Plus d'une fois je me suis dit que
Koethi Zan allait droit dans le mur en se prenant les pieds dans le tapis (sale) au passage. Mais elle a su, à mon sens, à chaque fois éviter le piège (même s'il s'en est fallu souvent d'un cheveux, c'est ça le talent).
Ce terrible récit de séquestration est une intrigue qui ne sombre pas dans l'accumulation de scènes avilissantes (même si certaines son terribles), mais qui au contraire se sert de ce sujet pour fouiller profondément la psychée des personnages. En terme d'analyse psychologique du traumatisme, l'auteure va loin et frappe fort.

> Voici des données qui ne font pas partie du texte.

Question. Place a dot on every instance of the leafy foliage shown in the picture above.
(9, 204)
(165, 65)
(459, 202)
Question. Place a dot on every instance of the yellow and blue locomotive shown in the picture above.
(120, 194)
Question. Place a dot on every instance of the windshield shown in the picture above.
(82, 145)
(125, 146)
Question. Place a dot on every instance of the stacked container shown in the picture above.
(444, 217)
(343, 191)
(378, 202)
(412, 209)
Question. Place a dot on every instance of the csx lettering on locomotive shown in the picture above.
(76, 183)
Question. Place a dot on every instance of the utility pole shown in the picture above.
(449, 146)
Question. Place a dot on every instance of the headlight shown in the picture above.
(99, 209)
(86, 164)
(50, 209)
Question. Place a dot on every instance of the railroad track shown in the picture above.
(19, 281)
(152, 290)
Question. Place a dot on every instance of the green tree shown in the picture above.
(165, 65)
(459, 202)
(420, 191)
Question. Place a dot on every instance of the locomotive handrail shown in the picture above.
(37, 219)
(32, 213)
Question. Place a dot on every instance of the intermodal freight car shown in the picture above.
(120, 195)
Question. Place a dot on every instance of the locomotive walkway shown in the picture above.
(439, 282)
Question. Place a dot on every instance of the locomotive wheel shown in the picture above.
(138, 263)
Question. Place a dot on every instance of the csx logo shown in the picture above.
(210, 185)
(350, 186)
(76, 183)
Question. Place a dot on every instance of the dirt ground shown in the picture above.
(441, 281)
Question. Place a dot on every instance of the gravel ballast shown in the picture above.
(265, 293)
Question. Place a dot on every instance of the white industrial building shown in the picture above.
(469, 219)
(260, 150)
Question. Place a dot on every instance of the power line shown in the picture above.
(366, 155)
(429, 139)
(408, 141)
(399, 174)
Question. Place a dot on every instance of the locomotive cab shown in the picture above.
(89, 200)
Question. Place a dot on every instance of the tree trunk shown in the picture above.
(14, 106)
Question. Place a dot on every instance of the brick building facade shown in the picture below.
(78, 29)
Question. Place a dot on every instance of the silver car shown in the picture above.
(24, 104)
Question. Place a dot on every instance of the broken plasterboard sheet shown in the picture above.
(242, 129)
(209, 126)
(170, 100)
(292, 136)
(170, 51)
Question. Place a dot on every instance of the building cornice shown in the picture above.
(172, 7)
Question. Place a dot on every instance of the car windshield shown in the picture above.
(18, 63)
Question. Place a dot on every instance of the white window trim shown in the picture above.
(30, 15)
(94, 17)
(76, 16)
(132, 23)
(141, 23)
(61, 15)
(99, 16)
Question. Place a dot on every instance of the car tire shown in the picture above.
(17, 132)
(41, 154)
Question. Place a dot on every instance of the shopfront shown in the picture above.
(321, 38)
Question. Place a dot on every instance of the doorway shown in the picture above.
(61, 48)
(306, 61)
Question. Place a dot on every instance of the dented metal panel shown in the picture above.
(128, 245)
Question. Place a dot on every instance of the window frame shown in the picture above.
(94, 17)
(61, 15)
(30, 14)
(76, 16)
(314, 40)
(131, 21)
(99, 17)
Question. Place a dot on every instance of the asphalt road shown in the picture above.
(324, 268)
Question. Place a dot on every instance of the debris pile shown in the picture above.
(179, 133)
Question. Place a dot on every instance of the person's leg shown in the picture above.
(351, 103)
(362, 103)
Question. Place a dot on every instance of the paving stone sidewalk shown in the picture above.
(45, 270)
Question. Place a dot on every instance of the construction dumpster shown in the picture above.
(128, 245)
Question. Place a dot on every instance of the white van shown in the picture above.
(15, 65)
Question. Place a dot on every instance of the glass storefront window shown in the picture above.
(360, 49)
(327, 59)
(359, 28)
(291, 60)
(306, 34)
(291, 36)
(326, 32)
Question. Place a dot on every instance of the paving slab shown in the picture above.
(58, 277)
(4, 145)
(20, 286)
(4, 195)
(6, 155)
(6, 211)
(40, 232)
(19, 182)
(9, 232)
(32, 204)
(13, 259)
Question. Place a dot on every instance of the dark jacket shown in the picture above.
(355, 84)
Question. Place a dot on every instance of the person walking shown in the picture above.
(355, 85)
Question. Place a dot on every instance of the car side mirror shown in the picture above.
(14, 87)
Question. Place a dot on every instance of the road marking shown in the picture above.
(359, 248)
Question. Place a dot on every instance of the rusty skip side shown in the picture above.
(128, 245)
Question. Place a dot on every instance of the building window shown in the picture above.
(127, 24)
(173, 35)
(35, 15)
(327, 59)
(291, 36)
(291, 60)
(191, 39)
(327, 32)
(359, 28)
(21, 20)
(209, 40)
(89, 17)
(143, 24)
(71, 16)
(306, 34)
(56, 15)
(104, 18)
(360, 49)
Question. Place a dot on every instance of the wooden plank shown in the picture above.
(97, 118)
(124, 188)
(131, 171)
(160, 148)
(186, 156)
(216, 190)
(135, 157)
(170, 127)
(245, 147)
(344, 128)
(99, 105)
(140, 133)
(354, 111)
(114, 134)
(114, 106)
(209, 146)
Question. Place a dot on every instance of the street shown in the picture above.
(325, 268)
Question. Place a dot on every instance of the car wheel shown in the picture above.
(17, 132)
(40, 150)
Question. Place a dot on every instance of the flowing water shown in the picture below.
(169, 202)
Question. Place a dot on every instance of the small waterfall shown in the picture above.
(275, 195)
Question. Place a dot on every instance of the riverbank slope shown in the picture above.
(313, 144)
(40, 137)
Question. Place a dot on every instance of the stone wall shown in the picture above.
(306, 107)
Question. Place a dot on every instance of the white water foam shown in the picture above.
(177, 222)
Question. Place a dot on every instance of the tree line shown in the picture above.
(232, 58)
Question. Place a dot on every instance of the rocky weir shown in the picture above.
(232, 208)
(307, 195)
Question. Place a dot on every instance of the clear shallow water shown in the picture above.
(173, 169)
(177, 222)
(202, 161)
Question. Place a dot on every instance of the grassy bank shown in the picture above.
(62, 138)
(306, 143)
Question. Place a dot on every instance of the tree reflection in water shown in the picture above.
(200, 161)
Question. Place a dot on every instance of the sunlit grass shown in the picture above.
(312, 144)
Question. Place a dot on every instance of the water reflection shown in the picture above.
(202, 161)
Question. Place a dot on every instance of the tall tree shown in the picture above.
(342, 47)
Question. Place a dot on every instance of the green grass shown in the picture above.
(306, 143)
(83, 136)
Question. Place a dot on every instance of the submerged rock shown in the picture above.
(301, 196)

En inversant l'ordre des choses, elle prend le contre-pied de bon nombre de ses confrères. Ici on alterne le présent et le passé ; les rescapées, meurtries et bousillées par leur traumatisante expérience, se retrouvent à enquêter des années après sur leur tortionnaire. Et se retrouvent à se souvenir aussi…
Ce renversement de situation est formidablement traité par l'auteure qui nous fait imaginer l'horreur plutôt que de nous la décrire et qui nous assène la vérité à coup de suggestions plutôt que descriptions. C'est la force de ce thriller qui nous assomme davantage en insinuant les faits et en laissant notre propre imagination faire une partie du travail.
L'intrigue est rythmée, bien écrite et bien menée. Elle prend ainsi une puissance qui nous empêche de lâcher le livre, enchaîné que nous sommes aux destins de ces femmes perturbées. Une histoire qui prend aux tripes, où l'émotion n'est pas factice, où les briques du mur de leur prison (physique et mentale) apparaissent au fur et à mesure. Jusqu'à un final bien vu, même si j'ai trouvé quelques détails un tout petit peu « too much ».
Oui avec
La liste de nos interdits,
Koethi Zan est une funambule qui nous fait vivre avec elle le frisson du gouffre. Si vous aimez les sueurs froides, vous pouvez la suivre sur son fil, elle saura vous mener (à la baguette) à destination.